Thursday, 7 July 2022

The Manningtree Witches by A.K.Blakemore - #BookReview

 

A hill wet with brume of morning, one hawberry bush squalid with browning flowers. I have woken and put on my work dress, which is near enough my only dress, and yet she remains asleep. Jade. Pot-companion. Mother. I stand at the end of the cot and consider her face. A beam of morning sun from the window slices over the left cheek. Dark hair spread about the pillow, matted and greasy and greying in places.

There is a smell to my mother, when she is sleeping. It is a complicated, I think mannish smell. I smelled a like smell when I was sent, as a little girl, to fetch my father away from the Red Lion and to supper. The inn would be clattery with men's voices and small-beer sour, and my father would be very jolly indeed, sweeping me up and kissing me on the forehead, his coat crisp from the rain in the big fields.

***


Fear and destruction take root in a community of women when the Witchfinder General comes to town, in this dark and thrilling debut.

England, 1643. Parliament is battling the King; the war between the Roundheads and the Cavaliers rages.
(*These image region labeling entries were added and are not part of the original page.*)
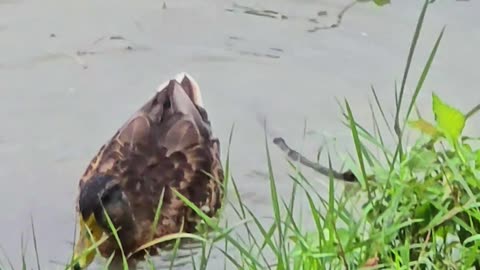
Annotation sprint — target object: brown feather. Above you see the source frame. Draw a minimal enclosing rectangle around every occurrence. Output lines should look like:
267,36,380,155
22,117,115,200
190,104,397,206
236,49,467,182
79,77,223,257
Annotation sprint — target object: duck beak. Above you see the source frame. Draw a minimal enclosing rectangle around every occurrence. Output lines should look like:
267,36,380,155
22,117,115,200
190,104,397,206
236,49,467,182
175,72,203,108
157,72,204,108
73,214,103,270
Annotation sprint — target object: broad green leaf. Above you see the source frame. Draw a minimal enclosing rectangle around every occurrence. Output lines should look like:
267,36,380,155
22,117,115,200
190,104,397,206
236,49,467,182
373,0,390,6
409,119,439,137
407,151,437,171
433,94,465,140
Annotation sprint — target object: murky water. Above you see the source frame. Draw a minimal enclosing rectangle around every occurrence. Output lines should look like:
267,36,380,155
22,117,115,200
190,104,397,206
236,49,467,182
0,0,480,269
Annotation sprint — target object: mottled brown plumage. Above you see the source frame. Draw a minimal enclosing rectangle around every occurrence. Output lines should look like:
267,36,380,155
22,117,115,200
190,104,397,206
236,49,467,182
73,74,224,267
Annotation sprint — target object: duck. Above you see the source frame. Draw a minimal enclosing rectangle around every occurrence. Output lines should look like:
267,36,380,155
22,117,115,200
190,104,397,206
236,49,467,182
73,72,224,270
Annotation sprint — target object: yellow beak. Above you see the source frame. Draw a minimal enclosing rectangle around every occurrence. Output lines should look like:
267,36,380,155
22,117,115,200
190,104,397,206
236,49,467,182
73,214,103,270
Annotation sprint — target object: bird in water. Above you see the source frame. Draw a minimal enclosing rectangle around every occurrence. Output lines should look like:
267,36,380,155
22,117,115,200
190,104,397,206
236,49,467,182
74,73,224,269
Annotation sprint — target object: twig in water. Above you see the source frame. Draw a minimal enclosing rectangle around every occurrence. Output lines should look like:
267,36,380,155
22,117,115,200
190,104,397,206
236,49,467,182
273,137,358,182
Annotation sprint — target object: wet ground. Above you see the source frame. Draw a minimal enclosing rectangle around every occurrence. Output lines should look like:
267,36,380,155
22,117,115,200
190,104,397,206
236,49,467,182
0,0,480,269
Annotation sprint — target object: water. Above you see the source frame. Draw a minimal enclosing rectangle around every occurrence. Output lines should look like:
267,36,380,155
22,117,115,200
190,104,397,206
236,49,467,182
0,0,480,269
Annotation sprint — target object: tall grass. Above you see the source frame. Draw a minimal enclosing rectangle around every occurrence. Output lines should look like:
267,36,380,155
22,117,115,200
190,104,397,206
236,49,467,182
0,0,480,270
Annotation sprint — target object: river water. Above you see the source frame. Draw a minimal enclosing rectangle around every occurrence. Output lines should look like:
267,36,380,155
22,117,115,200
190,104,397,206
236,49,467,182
0,0,480,269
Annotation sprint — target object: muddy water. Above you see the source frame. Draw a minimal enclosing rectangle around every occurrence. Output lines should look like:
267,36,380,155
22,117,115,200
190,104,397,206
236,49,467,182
0,0,480,269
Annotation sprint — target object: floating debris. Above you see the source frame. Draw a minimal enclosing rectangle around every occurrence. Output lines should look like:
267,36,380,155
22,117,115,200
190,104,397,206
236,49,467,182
225,4,288,20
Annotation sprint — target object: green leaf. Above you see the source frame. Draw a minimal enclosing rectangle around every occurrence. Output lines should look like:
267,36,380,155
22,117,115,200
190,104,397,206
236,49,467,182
433,94,465,140
409,119,439,137
407,150,437,171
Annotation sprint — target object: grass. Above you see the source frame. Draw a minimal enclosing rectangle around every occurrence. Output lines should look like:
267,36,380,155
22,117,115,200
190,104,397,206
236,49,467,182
0,1,480,270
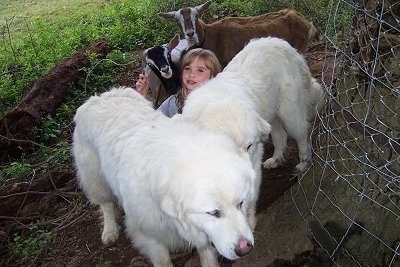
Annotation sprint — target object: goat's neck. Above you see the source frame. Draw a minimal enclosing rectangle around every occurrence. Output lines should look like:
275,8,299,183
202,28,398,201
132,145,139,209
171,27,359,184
197,19,206,47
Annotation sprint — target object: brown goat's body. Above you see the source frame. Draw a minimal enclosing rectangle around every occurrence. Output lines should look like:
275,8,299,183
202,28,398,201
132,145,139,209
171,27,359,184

Puritanical fervour has gripped the nation, and the hot terror of damnation burns black in every shadow.

In Manningtree, depleted of men since the wars began, the women are left to their own devices. At the margins of this diminished community are those who are barely tolerated by the affluent villagers – the old, the poor, the unmarried, the sharp-tongued. Rebecca West, daughter of the formidable Beldam West, fatherless and husbandless, chafes against the drudgery of her days, livened only by her infatuation with the clerk John Edes. But then newcomer Matthew Hopkins takes over the Thorn Inn and begins to ask questions about the women of the margins. When a child falls ill with a fever and starts to rave about covens and pacts, the questions take on a bladed edge.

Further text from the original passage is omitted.